Literature reports that dyslexia has a high co-morbidity with other complex disorders (Pennington & Olson, 2007: cited in Mather & Wendling, 2012). The most common co-morbid disorders are attention deficit hyperactivity disorder (ADHD), speech sound disorder (SSD), and specific language impairment (SLI) (Mather & Wendling, 2012, p69). These disorders have some overlap with Dyslexia but do have distinctive characteristics that separates them from each other (Catts, Adolf, Hogan, & Weismer, 2005; Pennington, Grossier & Welsh, 1993.). The exploration of these differences and similarities as well as the use of certain labels and categorizations is a topic of much debate in current literature, but falls outside the scope if this essay.

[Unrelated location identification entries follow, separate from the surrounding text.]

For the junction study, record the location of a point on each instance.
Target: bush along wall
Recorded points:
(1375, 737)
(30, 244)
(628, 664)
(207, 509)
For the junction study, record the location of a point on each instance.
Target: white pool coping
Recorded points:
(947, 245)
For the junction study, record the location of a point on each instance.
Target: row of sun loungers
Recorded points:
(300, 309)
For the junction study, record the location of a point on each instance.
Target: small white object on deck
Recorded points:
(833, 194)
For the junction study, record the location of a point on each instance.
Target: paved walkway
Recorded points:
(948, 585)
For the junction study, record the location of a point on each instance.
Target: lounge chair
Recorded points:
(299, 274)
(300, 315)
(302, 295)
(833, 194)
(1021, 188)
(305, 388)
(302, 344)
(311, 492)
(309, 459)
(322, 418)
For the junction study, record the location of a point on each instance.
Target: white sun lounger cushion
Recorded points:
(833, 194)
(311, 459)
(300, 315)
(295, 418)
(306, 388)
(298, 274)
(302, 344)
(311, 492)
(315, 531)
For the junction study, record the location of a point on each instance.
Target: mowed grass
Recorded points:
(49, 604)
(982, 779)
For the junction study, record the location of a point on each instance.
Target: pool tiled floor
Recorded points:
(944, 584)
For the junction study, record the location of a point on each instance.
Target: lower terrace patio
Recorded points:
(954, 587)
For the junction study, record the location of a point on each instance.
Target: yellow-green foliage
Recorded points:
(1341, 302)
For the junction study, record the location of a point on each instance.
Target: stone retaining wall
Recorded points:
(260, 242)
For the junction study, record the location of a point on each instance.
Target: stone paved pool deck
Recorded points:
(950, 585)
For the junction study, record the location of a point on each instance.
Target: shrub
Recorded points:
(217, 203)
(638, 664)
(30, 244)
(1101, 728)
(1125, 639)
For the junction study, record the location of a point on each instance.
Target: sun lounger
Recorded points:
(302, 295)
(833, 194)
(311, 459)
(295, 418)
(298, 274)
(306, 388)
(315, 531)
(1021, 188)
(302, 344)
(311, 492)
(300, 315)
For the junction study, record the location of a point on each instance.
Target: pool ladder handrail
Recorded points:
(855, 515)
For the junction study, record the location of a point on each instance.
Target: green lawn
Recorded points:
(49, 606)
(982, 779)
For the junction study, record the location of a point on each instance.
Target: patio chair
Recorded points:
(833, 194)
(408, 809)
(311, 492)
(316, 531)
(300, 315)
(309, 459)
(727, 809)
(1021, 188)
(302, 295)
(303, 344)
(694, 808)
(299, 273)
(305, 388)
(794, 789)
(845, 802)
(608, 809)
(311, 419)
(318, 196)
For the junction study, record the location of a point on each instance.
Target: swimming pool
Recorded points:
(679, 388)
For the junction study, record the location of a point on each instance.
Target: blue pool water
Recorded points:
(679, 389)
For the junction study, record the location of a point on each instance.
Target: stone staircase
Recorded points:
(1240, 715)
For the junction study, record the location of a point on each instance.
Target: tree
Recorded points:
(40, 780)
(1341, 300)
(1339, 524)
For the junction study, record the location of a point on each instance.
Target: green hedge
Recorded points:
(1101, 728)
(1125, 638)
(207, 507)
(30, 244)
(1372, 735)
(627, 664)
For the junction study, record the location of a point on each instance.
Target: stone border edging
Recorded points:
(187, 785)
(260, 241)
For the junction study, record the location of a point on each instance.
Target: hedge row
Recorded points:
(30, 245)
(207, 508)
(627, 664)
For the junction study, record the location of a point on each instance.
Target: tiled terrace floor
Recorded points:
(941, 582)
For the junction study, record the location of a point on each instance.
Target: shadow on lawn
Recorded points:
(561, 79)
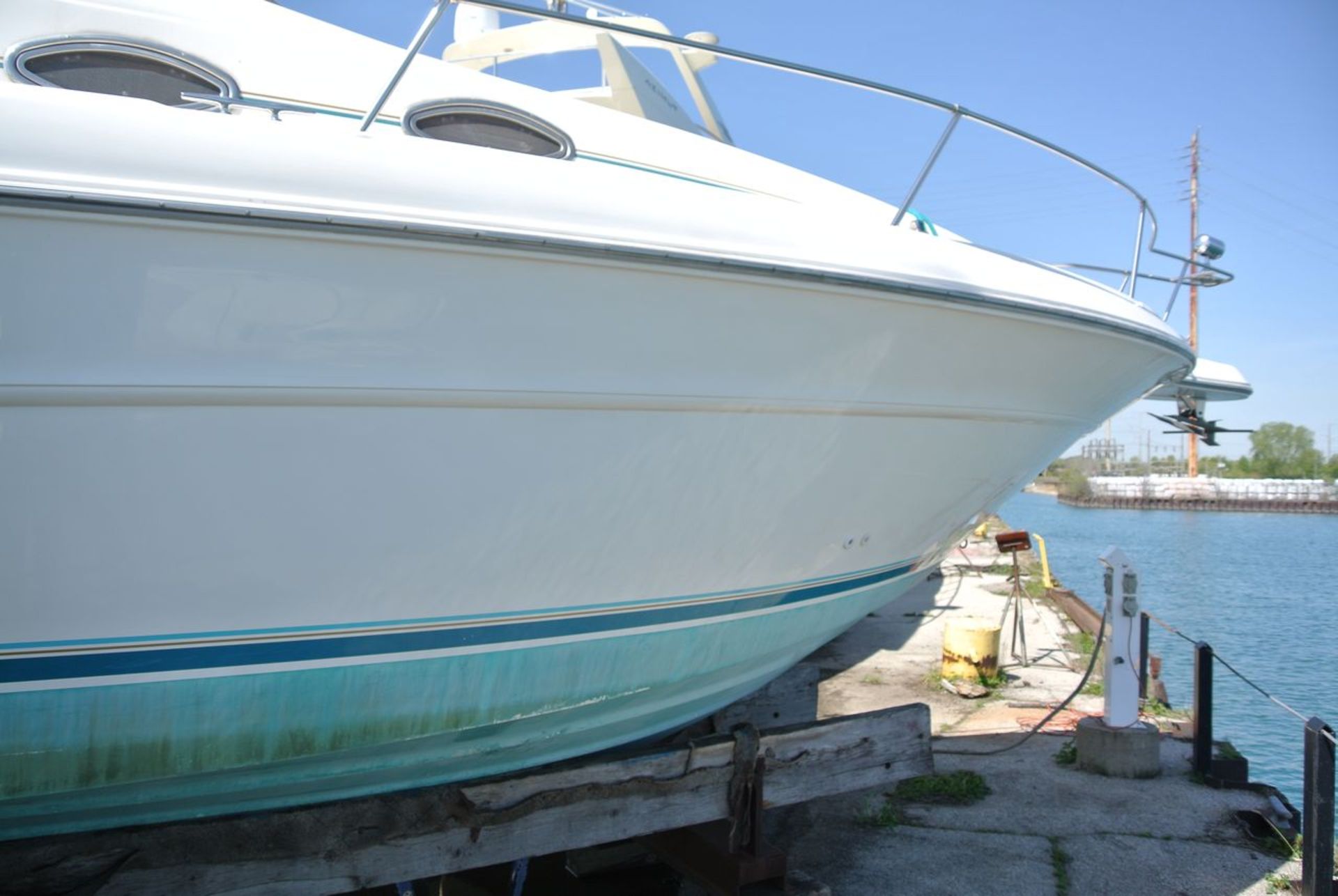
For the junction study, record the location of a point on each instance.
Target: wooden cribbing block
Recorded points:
(418, 833)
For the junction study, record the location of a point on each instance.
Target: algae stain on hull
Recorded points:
(93, 737)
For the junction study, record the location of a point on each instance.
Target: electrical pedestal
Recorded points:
(1119, 744)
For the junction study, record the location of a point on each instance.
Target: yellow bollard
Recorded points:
(1045, 564)
(970, 649)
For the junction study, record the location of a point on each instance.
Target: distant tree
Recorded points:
(1284, 451)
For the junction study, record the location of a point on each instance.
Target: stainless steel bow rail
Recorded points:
(1317, 814)
(605, 20)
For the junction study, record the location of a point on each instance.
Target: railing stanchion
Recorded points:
(1317, 816)
(417, 45)
(1143, 656)
(1204, 708)
(929, 166)
(1137, 248)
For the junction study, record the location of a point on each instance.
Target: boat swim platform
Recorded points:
(696, 803)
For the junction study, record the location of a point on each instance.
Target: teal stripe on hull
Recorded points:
(100, 757)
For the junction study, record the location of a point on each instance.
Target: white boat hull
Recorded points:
(293, 515)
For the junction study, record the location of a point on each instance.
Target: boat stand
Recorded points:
(731, 853)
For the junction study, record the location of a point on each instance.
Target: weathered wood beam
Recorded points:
(417, 833)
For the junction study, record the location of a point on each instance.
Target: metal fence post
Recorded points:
(1317, 816)
(1143, 656)
(1204, 708)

Dyslexia is a neurobiological disorder (Hudson, High & Al Otaiba, 2007). The development of functional brain imaging (fMRI) over recent years has provided consistent and replicable data on the location of the neural systems for reading and how they differ in readers with dyslexia (Mather & Wendling, 2012, p47). Structural analyses of the brain have found that people with dyslexia may have less gray matter than non-dyslexics (Booth et al, 2001), may have less white matter in certain brain areas (Deutch, et al, 2005), and/or have differences in hemispherical asymmetry (Heim & Keil, 2004). There is much research evidence to support that dyslexia is inherited and not acquired (Olson, 2006; Oliver & Plomin, 2007), unless specific brain damage occurs in which case the disorder is referred to as alexia (Mather & Wendling 2012). Dyslexia does reportedly (Hawke, Olson, Willcutt, Wadsworth & DeFries, 2009) occur slightly more often amongst males than females. The genetic and neurobiological basis of dyslexia indicates that dyslexia is not caused by socio-economic circumstances like low-income, developmental delay, speech or hearing impairments, or learning a second language. However, environmental factors can affect reading ability, particularly early reading development (Mather & Wendling, 2012, p75). There is still much to learn about the neurobiology of dyslexia but Katzir & Pare-Blagoev (2006) argue that the increasing knowledge will ultimately inform more tailored interventions for children with dyslexia. Furthermore, studies that demonstrate the effects of a reading intervention on neural systems have important implications for public policy making and the development of evidence-based reading intervention at an early age (Shaywitz, Bennett & Shaywitz, 2008).